Yes it is.  Much of the kernel assumes PFN0 equals physical address 0.
That's a pretty sane assumption.

max_pfn/max_low_pfn are PFNs, so the theoretical correct value for these
should be max_physical_address_of_ram >> PAGE_SHIFT.  But, as I say, that
breaks _anything_ that has an offset of RAM _and_ a device which can't
address all RAM.  The reason for that is that DMA _masks_ are _masks_ and
are not the upper limit of addressible RAM.
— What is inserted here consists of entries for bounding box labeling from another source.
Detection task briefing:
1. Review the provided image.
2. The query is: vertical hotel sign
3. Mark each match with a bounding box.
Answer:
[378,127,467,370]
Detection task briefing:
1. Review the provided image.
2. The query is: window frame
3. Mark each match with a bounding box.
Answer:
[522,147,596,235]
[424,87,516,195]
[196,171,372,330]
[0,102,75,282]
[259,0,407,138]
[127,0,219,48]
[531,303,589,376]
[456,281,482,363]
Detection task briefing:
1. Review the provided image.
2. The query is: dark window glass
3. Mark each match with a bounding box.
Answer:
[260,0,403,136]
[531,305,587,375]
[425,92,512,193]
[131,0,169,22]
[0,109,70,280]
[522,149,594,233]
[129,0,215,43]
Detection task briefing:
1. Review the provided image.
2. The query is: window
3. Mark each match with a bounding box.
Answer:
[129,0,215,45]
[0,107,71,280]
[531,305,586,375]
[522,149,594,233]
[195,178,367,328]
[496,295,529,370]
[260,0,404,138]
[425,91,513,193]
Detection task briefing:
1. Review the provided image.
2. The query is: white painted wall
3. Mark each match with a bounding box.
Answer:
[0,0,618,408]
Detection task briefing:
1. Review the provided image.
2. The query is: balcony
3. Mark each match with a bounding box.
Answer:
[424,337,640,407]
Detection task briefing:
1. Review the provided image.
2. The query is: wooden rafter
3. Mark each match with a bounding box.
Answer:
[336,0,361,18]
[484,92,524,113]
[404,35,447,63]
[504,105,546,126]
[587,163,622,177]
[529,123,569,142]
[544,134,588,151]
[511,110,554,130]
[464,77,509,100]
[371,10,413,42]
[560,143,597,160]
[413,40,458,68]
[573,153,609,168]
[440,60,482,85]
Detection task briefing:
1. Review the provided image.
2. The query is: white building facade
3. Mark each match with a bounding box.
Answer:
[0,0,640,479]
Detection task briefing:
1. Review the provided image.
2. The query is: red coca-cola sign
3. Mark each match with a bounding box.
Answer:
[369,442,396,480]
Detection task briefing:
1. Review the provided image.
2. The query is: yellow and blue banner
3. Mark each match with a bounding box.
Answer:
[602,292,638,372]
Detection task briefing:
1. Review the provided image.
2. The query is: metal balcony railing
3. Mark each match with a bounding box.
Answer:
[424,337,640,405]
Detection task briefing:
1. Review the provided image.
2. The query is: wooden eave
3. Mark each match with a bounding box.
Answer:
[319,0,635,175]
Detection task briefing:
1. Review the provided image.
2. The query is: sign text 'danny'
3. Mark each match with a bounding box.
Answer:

Taking my example above, the DMA mask for a device with only 24-bits of
addressing is 0x00ffffff.  That may be connected to a system bridge which
maps the low order bus space to system RAM, and system RAM may start at
0xc0000000, and end at 0xcfffffff.

In that situation:

	blk_max_low_pfn = max_low_pfn - 1;

	unsigned long b_pfn = dma_mask >> PAGE_SHIFT;
	if (b_pfn < blk_max_low_pfn)
		dma = 1;

_breaks_ if we define max_low_pfn to be 0xcfffffff >> PAGE_SHIFT,
because now the above calculation says the whole of system memory is
DMA-able.

This isn't a question of setting a different DMA mask for the device.
The DMA mask for the device is correct.  What's wrong is that there's
a mis-interpretation between different parts of the kernel caused by
the assumption that system RAM always starts at PFN0, physical address
zero.

> The reverse could
> also be problematic if phys == bus and max_low_pfn corresponds to an
> address that's not actually accessible for the device (though in
> practice I don't expect this).

"In practice I don't expect this" - history has shown, for at least the
last 12 years, that this isn't a problem because this has been how things
have been done on ARM.

What I have shown above is that there _are_ problems, particularly in
the block layer, if we _don't_ do this.